Clemson students demand university ‘prosecute defamatory speech’ on campus, social media
A group of Clemson students are demanding that the university "prosecute defamatory speech" to help correct a "pattern of social injustice" at the school.
As part of an on-campus campaign known as See the Stripes, “underrepresented” groups have created a list of grievances and demands following a Clemson fraternity’s “ Crip-mas” themed party in December.
"[W]e want a public commitment from the Clemson University Administration to prosecute criminally predatory behaviors and defamatory speech committed by members of the Clemson University community (including, but not limited to, those facilitated by usage of social media)."
“[W]e want a public commitment from the Clemson University Administration to prosecute criminally predatory behaviors and defamatory speech committed by members of the Clemson University community (including, but not limited to, those facilitated by usage of social media),” the demand from the group states.
“The First Amendment unconditionally protects freedom of speech,” said William Turton, chairman of Clemson’s Young Americans for Freedom, told Campus Reform. “This fundamental American value is non-negotiable.
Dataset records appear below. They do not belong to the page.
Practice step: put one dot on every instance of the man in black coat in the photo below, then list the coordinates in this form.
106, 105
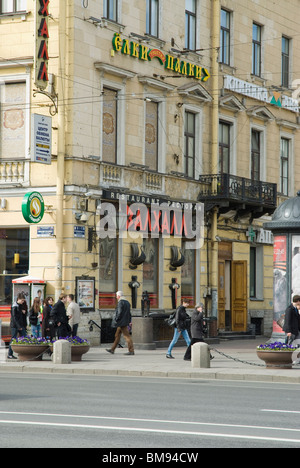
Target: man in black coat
17, 321
292, 319
121, 320
59, 316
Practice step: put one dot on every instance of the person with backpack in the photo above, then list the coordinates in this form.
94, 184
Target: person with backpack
181, 325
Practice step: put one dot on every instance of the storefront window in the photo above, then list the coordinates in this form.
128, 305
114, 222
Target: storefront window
150, 270
14, 260
188, 274
108, 272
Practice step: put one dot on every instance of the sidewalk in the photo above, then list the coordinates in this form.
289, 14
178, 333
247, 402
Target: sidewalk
153, 363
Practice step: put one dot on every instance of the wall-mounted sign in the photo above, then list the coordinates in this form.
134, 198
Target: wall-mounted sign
33, 207
142, 52
41, 43
260, 236
45, 231
41, 138
261, 94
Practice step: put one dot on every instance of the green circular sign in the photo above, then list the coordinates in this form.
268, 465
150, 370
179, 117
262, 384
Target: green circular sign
33, 207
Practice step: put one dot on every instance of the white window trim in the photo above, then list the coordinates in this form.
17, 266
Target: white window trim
263, 158
198, 141
161, 147
121, 120
233, 142
24, 77
291, 181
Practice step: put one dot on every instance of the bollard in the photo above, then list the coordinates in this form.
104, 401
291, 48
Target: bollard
200, 355
61, 352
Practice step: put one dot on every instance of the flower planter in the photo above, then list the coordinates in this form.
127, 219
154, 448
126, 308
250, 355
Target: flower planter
29, 352
77, 351
276, 359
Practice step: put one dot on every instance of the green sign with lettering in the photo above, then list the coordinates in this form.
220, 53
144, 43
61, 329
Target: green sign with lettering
33, 207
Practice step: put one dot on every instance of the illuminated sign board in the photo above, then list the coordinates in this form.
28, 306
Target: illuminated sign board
169, 62
41, 43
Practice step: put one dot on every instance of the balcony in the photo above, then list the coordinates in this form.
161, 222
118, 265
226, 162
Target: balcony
233, 193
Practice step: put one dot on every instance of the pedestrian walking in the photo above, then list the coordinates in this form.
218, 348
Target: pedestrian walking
73, 312
17, 322
60, 318
122, 320
292, 320
47, 324
197, 334
181, 326
35, 318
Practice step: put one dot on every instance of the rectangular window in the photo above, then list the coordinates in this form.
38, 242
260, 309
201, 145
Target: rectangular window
150, 270
252, 271
190, 24
225, 37
152, 17
111, 10
285, 62
188, 274
284, 166
109, 125
224, 148
255, 155
189, 143
108, 255
256, 50
13, 120
151, 135
12, 6
12, 241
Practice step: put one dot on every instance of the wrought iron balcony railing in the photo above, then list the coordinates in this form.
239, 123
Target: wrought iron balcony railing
234, 190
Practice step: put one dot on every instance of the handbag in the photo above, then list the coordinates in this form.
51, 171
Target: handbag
280, 321
171, 321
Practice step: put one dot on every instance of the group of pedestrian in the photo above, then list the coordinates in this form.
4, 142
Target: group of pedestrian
46, 319
182, 323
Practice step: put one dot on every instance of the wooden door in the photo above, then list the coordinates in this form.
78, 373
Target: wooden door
239, 296
221, 295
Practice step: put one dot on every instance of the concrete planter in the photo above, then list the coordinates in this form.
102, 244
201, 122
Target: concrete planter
276, 359
29, 352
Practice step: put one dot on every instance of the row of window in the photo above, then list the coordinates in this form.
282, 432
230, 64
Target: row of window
257, 49
191, 165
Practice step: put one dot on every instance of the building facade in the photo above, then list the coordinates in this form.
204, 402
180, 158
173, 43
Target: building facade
151, 111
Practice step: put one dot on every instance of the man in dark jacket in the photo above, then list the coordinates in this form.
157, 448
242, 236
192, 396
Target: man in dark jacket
17, 321
181, 327
121, 320
292, 319
59, 316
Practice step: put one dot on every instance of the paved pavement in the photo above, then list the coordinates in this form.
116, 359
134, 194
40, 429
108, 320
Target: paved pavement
153, 363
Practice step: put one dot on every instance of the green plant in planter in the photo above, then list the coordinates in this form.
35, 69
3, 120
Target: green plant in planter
74, 340
29, 340
276, 346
All speech, even speech that is considered offensive and hateful, is protected. I may disagree with such speech, but it should not be silenced.”
See the Stripes is also calling on the university to rename buildings that are “offensively named.” Specifically, protesters point to Tillman Hall, named after Benjamin Ryan Tillman, who led the Red Shirts in South Carolina’s 1876 election. The Red Shirts sought to reduce the black vote in the state election.
“The main takeaway here is that I feel terrible if the minorities at Clemson feel undermined or disrespected in the shadow of Tillman as they cross campus every day, but it wasn’t named Tillman Hall because we’re proud he was racist,” Nick Jewell, a Clemson alumnus, told Campus Reform. “It was named Tillman Hall simply because he got there first and donated a ton of money to the advancement of kids’ futures here at Clemson. We don’t stand beside everything he believed in by any means. And because of that, the name Tillman means nothing more to the majority than bells, bowman, and cherished memories with friends.”
Jewell, who graduated in 2013 with a degree in psychology, said that as a “white, average male,” he couldn’t fully understand the plights of minorities at Clemson, but said that he hopes these discussions can be resolved without having to change the name of the building.
Earlier this week, Clemson’s Faculty Senate tabled a resolution that would rename the iconic building.
Winthrop University, a sister school to Clemson, is also under pressure to rename its Tillman Hall, the main building on the Rock Hill, S.C., campus.
However, the See the Stripes also demands that Clemson increase funding for organizations that represent minorities and construct a multi-cultural center as a “safe space” for underrepresented groups. Additional demands include incentivized diversity training for faculty and administrators and greater minority representation in the faculty and administration.
For its part, Clemson officials say they are taking the students’ complaints seriously and plan to respond to the list of grievances before the next meeting of the school’s trustees.
The See the Stripes campaign’s mission contends that the school’s mascot—a tiger—and the athletic program’s slogan—Solid Orange—fail to properly encompass the history of minorities at the school.
See the Stripes did not respond to a request for comment from Campus Reform for this article.